As part of an on-going attempt to spread love throughout the blogging community, I will attempt to explain data-centric security, a love in my life only secondary to my wife (by quite a long way you understand).
So, what is data-centric security?
Quite simply, data-centric security is any security applied to data as opposed to the network, or to users. Most people will be familiar with user security as authentication, authorisation and accounting. The rest of security normally seems to be network based, so you would be forgiven for thinking that this is what security is about. Certainly that's been the argument of a thousand vendors, but apart from securing applications and hosts so that data access cannot be manipulated, what else is really needed on the network?
Consider what you are protecting, and from whom you are protecting it. These are the 2 places you need to protect from manipulation. If you can trust the start of a transaction (user -> data), you can trust the end. That is to say, if you know that you have the correct user identified, you can then protect the data from access by anything other than that user or set of users which are authorised to access it. This of course takes perimeter controls around the data, as discussed with DRM in the previous post, which on a network are still best applied by a device between user and data.
What it does not mean is that devices which currently exist to protect the network are the right ones.
Without revealing my bias about firewalls, consider their purpose for a second. They are to protect networks from intrusion over certain ports. They even now inspect traffic coming over legitimate ports, in an attempt to prove their worth (oops, almost revealed my hatred of them for a moment then!)
Why is this an issue? Well, if an attacker gets onto an unprotected port on a PC or server in your network, he can traverse various controls, take ownership, forge access and steal data.
I'll ask the question again, why is this an issue? In reality it's because applications have holes. OSs have holes, databases have holes, etc. All that firewalls have achieved is to drive the threat inside the firewall. Nowadays 80-90% of attacks come from inside the firewall. Or if you're TJX, the guy outside with the Pringle's can pointing at your wireless network (which is inside the firewall).
Why not just put host based firewalls on each of these vulnerable points and save thousands, plus increase the security of your network from insider threat?
I can't think of one other device inside a network which could not be eliminated with an upgrade of hardware or securing of software. Reporting and management tools are just an additional piece of software, which could be incorporated into an upgraded piece of hardware. Proxies, load balancers, anything. There is no need for all of this network security if the host is properly configured.

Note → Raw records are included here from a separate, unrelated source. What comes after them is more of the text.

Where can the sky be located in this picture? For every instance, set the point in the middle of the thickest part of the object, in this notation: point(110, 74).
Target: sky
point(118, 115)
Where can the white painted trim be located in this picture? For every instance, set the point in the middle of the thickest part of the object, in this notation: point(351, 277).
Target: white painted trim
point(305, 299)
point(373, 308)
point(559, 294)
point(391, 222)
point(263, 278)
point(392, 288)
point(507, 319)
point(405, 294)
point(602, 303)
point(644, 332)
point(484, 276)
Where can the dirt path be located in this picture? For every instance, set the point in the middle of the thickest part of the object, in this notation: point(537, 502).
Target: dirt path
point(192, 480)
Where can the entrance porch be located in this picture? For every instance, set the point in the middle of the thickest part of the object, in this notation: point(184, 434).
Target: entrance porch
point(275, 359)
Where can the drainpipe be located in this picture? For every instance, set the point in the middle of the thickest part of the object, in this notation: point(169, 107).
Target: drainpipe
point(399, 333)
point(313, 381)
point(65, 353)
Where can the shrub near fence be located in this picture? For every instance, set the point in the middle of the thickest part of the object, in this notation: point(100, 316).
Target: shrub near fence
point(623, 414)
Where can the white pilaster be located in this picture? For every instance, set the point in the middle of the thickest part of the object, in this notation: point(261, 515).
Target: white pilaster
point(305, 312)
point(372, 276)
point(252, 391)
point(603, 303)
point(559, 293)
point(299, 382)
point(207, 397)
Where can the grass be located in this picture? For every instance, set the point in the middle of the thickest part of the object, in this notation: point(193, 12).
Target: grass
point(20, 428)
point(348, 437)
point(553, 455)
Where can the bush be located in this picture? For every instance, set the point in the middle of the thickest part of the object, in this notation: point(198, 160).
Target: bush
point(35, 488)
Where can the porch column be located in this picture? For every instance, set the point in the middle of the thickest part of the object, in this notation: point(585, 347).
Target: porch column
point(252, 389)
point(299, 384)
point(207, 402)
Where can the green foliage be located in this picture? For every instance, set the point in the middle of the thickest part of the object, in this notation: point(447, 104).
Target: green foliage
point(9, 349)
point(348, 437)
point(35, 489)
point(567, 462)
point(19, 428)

For years more and more capabilities have been appearing on devices on the network, firewalls, IDS, IDP, AV, proxy type filters. These have begun to be placed on a single perimeter device which can deal with all of this functionality, much simplifying network security, and also proving a point. This can all be put on a host. If you put all your applications onto a single host as well, you could shove it all in the same box. What about your data? Why not? If the hardware had the performance capabilities, what's to stop you, apart from catastrophic systems failure? Get 2!
This seems unlikely, I admit, but where is convergence most likely to end up? Will we end up with the return to the mainframe as above, or diverge back out for convenience? I don't know. I wouldn't predict the mainframe model. It is more likely to end up somewhere in the middle.
In my opinion we will end up with a single device at the perimeter, then our web/app tier, then another single device for data control, then the data environment.
The network will be used for transmission of data only, and in the shortest routes possible between these 4 areas. The data device will apply access controls based on user attributes applied at the perimeter device. The data will be classified as to it's security level, and the users will be permitted access to the data based on their security clearance level.
The logic problem
The more secure the data, the more controls will need to be applied in storage. This is where data-centric security really begins, at the end. This is why I love it, because it starts at the end-point and works it way backwards, like a proper logic problem.
Basic level data does not need much protection. Confidential data requires encryption. Data required for legal proof or record retention requires integrity controls. All of it can be compressed to save space. This can all be done in different levels of physical storage, WORM for integrity, locked away for confidentiality, on high performance optical disks for high availability.
What this solution cannot do is protect the data once it is at the user. At this point, when the user has the data under their control, DRM comes into play. As discussed previously, on a network we have different issues than off a network. In this case we are on a network, but if our data is classified we can more easily apply controls at the application level once we have decided HOW we are going to apply them. A device between application and data can apply per-user application controls on a network which cannot be applied off the network. At this point I have to tip my hat to Rory McCune again, and admit that he is right that applications will have to recognise the data tags to apply the security levels off network, and this is where our original misunderstanding arose from.
On a network therefore, DRM effectively becomes a physical security problem. Stopping shoulder surfing, photographing screens, copying data with a pencil and paper. Off the network, the problems still exist, and this is why DRM is such a big issue.
Addressing this properly, as Rory correctly says again, will require standards, which are already being worked on for the transmission and protection of data on the Semantic Web. Applying the classification is the first step. I'll talk about this tomorrow.